Harga patokan tembaga untuk Oktober yang ditetapkan juga lebih tinggi US$ 2,95 dibanding harga di pasar. Pemerintah menetapkan harga tembaga sebesar US$ 6.668,95 per metrik ton, sementara harga tembaga di LME untuk pengiriman tiga bulan dihargai US$ 6.666,50 per metrik ton.

Harga emas di beleid tersebut pun ditetapkan sebesar US$ 1.361,71 per metrik ton, lebih tinggi dibanding harga emas kontrak pengiriman Desember di Commodity Exchange senilai US$ 1.285,10 per metrik ton.

Dikeluarkannya peraturan ini, menurut Direktur Investa Saran Mandiri Hans Kwee, bisa memberikan dorongan bagi para emiten tambang seperti PT Merdeka Copper Gold Tbk (MDKA), PT Aneka Tambang Tbk (ANTM), PT J Resources Asia Pasifik Tbk PSAB), dan juga PT Vale Indonesia Tbk (INCO).

"Kalau melihat pada harga acuan batubara, biasanya harga patokan yang ditetapkan pemerintah lebih tinggi dibanding harga di pasar internasional. Dengan begitu, seharusnya peraturan ini bisa memberikan sentimen positif ke emiten tambang," ujar Hans kepada KONTAN, Senin (9/10).

Namun, karena harga acuan tersebut didasarkan pada harga logam di pasar internasional, fluktuasi harga komoditas di pasar masih tetap jadi ancaman bagi para emiten tambang. Fluktuasi harga pasar tersebut bisa tidak terlalu berpengaruh pada emiten tambang jika pemerintah menetapkan harga batas atas dan batas bawah untuk logam.

Hans melihat, jika pemerintah menetapkan harga batasan tersebut, baik konsumen maupun produsen barang tambang logam bisa tetap terlindungi sehingga kinerja mereka tetap terjaga.

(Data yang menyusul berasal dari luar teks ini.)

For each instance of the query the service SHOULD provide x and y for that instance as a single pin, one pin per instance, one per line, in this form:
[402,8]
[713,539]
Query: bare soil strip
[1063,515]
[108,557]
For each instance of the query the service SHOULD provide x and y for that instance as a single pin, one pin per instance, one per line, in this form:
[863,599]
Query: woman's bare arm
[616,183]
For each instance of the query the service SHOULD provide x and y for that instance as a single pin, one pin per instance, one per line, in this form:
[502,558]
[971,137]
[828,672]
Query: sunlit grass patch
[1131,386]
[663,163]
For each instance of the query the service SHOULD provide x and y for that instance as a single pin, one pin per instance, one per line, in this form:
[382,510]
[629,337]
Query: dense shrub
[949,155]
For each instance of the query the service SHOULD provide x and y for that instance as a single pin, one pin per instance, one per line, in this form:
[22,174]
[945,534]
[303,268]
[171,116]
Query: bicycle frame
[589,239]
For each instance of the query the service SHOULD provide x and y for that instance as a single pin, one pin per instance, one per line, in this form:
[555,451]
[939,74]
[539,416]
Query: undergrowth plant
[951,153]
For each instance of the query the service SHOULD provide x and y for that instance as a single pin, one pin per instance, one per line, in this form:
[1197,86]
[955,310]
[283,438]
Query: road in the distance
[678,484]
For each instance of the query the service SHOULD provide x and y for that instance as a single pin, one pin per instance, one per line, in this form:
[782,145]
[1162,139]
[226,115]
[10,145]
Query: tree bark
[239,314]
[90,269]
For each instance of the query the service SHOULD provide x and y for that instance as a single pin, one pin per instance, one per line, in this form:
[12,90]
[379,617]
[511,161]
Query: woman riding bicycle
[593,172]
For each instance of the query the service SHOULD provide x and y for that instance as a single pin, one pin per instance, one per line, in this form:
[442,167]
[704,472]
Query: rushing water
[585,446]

"Jika pemerintah menetapkan harga batas bawah, emiten tambang logam jadi terlindungi karena tidak terpengaruh dengan harga penjualan yang rendah. Sedangkan jika pemerintah menetapkan harga batas atas, yang dilindungi ialah konsumennya karena tidak perlu membayar harga yang mahal," papar Hans.